Sifones de sangre atravesaban la estancia, producto de desgarramientos y tarascadas. Oleadas de hemoglobina cubrían ya un par de centímetros sobre la empapada moqueta del suelo, procedentes del cargamento vivo que había entrado humano en la sala de prensa… Y nadie atinaba aún a saber en qué estado terminaría ese cargamento… o si escaparían por su propio pie.

En sólo unos minutos, el país entero volvió a creer en Dios y rezó para que aquellos seres no salieran jamás de aquel recinto.

Alfredo dio alcance a José Luis justo cuando éste se enfrascaba en dejar mondo un codillo crudo de analista hostil a su ideología.

—A este hijoputa ya le tenía yo ganas… —masculló mientras masticaba.

—Presidente… yo… —Alfredo estaba perdiendo la capacidad de hablar a pasos agigantados—. Quiero darle un muerdo… a su esposa —le confesó por fin.

—Ncht, ncht… —El presidente chasqueó la lengua con la mayor jovialidad, palmoteando al mismo tiempo la mejilla de su subalterno sin nariz—. ¡Bandido! Ella ya está convertida. Y mis niñas también. Imagínate, ellas encantadas, con lo que ya les iba el rollo siniestro…

—Qué… pena… —se lamentó Alfredo, antes de quedarse sin su legendaria habilidad oratoria por mor del intrusivo virus bestializante.

—Igual puedo convencerla de que te preste los desechos de su última liposucción. Engordan bastante, pero son nutritivos… Aunque antes vamos a hacer algo mejor que eso… —sugirió José Luis y, volviéndose hacia aquellos seres que, por una mudanza más radical que la meramente ideológica, iban engrosando paulatinamente sus huestes, gritó en tono imperioso e incontestable—. ¡Vamos a por los de la oposición!

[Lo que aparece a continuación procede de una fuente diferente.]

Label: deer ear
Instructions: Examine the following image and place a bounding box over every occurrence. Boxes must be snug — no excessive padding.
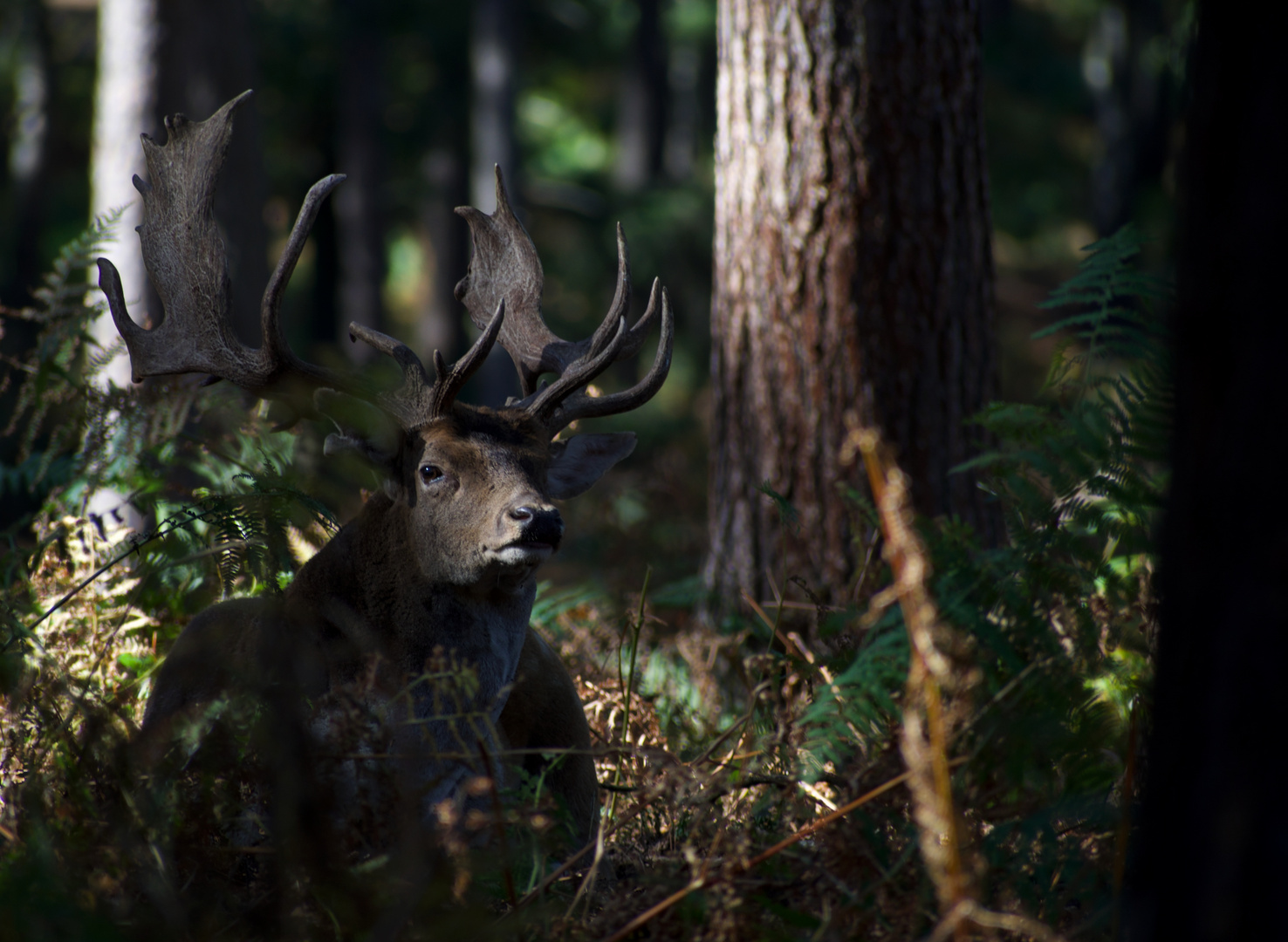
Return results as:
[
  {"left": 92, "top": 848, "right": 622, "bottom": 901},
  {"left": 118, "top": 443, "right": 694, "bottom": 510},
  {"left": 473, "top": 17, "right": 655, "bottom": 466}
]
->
[
  {"left": 313, "top": 389, "right": 402, "bottom": 471},
  {"left": 546, "top": 433, "right": 635, "bottom": 501}
]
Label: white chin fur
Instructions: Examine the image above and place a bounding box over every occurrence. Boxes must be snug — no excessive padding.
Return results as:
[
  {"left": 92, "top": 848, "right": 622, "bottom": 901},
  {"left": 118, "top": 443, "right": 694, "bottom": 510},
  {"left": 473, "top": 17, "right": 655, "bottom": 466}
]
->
[{"left": 490, "top": 544, "right": 554, "bottom": 566}]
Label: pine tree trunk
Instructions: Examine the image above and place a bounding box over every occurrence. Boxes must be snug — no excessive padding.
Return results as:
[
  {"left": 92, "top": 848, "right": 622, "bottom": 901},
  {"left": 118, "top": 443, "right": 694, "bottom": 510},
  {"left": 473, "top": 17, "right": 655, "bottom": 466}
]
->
[
  {"left": 1120, "top": 3, "right": 1288, "bottom": 942},
  {"left": 706, "top": 0, "right": 996, "bottom": 604}
]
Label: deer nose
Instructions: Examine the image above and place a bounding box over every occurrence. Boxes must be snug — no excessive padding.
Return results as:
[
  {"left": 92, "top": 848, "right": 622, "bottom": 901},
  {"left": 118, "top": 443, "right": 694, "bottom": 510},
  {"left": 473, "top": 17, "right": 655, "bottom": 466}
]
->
[
  {"left": 505, "top": 503, "right": 563, "bottom": 546},
  {"left": 510, "top": 504, "right": 539, "bottom": 523}
]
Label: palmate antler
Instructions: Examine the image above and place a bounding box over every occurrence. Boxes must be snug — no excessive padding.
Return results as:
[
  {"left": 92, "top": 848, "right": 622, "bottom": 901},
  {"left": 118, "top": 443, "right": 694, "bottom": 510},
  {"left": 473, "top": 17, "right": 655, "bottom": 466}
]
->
[
  {"left": 98, "top": 92, "right": 675, "bottom": 436},
  {"left": 98, "top": 92, "right": 505, "bottom": 427},
  {"left": 456, "top": 167, "right": 675, "bottom": 433}
]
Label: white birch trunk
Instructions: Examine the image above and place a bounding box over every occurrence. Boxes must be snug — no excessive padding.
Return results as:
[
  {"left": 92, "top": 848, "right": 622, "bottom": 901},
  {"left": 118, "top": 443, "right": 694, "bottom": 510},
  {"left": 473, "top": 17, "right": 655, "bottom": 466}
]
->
[{"left": 90, "top": 0, "right": 156, "bottom": 386}]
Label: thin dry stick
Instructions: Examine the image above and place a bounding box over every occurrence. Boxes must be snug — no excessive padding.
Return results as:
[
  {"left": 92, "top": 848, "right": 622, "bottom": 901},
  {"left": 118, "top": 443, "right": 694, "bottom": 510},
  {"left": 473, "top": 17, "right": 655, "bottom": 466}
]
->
[
  {"left": 925, "top": 899, "right": 1064, "bottom": 942},
  {"left": 604, "top": 759, "right": 966, "bottom": 942},
  {"left": 608, "top": 566, "right": 653, "bottom": 817},
  {"left": 506, "top": 802, "right": 645, "bottom": 915},
  {"left": 852, "top": 428, "right": 969, "bottom": 933}
]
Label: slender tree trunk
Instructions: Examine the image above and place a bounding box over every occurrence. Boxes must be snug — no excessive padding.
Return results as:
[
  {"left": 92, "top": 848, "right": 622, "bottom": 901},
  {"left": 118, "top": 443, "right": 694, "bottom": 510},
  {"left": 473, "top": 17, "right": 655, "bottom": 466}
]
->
[
  {"left": 331, "top": 0, "right": 385, "bottom": 362},
  {"left": 153, "top": 0, "right": 268, "bottom": 346},
  {"left": 613, "top": 0, "right": 668, "bottom": 193},
  {"left": 90, "top": 0, "right": 160, "bottom": 386},
  {"left": 470, "top": 0, "right": 523, "bottom": 406},
  {"left": 1122, "top": 3, "right": 1288, "bottom": 942},
  {"left": 0, "top": 0, "right": 53, "bottom": 304},
  {"left": 706, "top": 0, "right": 996, "bottom": 604}
]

Y hay que reseñar que tanto los que ya eran miembros de su partido como los periodistas a los que ni les iban ni venían los partidismos, saludaron con el mismo entusiasmo la orden del presidente y se lanzaron con idéntica euforia predadora sobre las puertas que, si antes resistieron incólumes las acometidas de las antiguas víctimas humanas, ahora cedieron al primer bandazo propinado por los nuevos verdugos, que de humanos ya no tenían nada y sí poseían en cambio una fuerza sobrehumana…

Y así inició su partida aquella comitiva de infrahumanos, aquella horda de rabiosos dispuesta a arrasar Madrid y convertir toda España a la nueva raza.

Pero ¿cómo era posible que hubiera llegado a producirse este apocalipsis?